At this time I was in the early stages of learning Go, so I decided to write a quick program that lets me ingest these domains and search for hot keywords. In retrospec that program is far from efficient and there are many things I would do differently. However I am more interested in documenting the historical aspects of this project as different parts get lost to time.
The project can still be viewed on github.com/0x4445565A/sushiphish
Why it's bad
Looking at the code itself for a learning project it isn't too egregious(I'm being kind to past Brandon), however it fails to meets the goals of the tool.
Missing Headless Mode
I set out to create a tool that ideally would have mix modes, a headless quiet mode and an interactive mode. Looking out how I structured the arguments its very clear the headless mode is not present, which is arguably the more important feature. If I am trying to discover 1000s of phishing domains the tool should ideally collect the domains and create an output. This output should then be able to feed back into the program in a managed mode at a later time.
// https://github.com/0x4445565A/sushiphish/blob/master/sushiphish.go#LL162C1-L169C27
if len(os.Args) < 3 {
fmt.Printf("Usage: %s input.txt out.csv\n", os.Args[0])
fmt.Printf("Optional: %s input.txt out.csv hotword1 hotword2 ... hotwordN\n", os.Args[0])
return
}
inputFileName := os.Args[1]
csvFileName := os.Args[2]
No fuzzy matching
The program has some default arguments that can be passed in. Things like paypal, apple, amazon, etc but this is not sufficient. The suspicion check is very naive, it essentially matches *HOTWORD*
. This means people sitting on bitsquatting or domains with similar characters are being left out.
If I were to rewrite this I would want to add regular expression support along side a flag for checking bit flip matches and similar character replacement. For example in similar characters instagram => lnstagrarn
where l
looks like i
and r n
looks like m
. In bitsquatting instagram => knstagram
because i => 0b01101001
and if the 2nd bit was flipped the i
would be a k
. Ideally this would be behind a feature flag and would let non-regex hot words trigger on these mangle rules.

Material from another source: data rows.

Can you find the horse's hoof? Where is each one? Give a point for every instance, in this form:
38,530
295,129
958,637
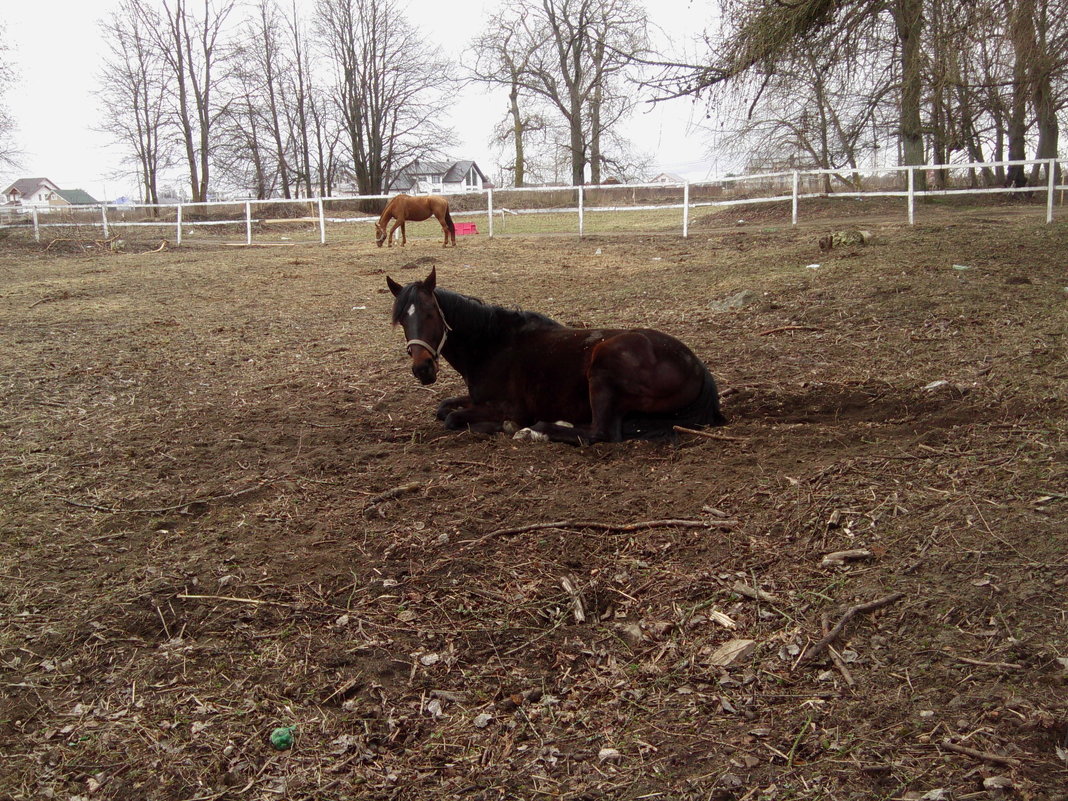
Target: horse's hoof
531,435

func isSuspicious(d string) bool {
d = strings.ToLower(d)
for _, h := range hotList {
if strings.Contains(d, h) {
return true
}
}
return false
}
The Rest
Ultimately the tool is okay, it does a job but it doesn't take advantage of any of the features that make golang so special. It is no more complex than a bash script. It would have been nice if it also sourced the CSV, had better documentation for file expectations, and a more cohesive usage banner.
What even is this...
c = len(checkList) // Yuck
fmt.Printf("Analysing %d domain(s)...\n", c)
fmt.Println("Starting manual site inspection...")
for k, v := range checkList {
checkList = processDomain(k, v, checkList) // This is the goofiest thing
}
c = len(checkList) // Yuck
fmt.Printf("Exporting %d bad domains to CSV...\n", c)
Retro
This tool is bad, but I shouldn't feel bad for that. It was a small project to learn and explore a language that I eventually launched into a successful career. I have learned a lot and looking through this project 7 years later is a blast from the past and I'm happy to recognize how much I have grown as an engineer.
To the reader I ask when was the last time you ripped apart an old project? It could be fun.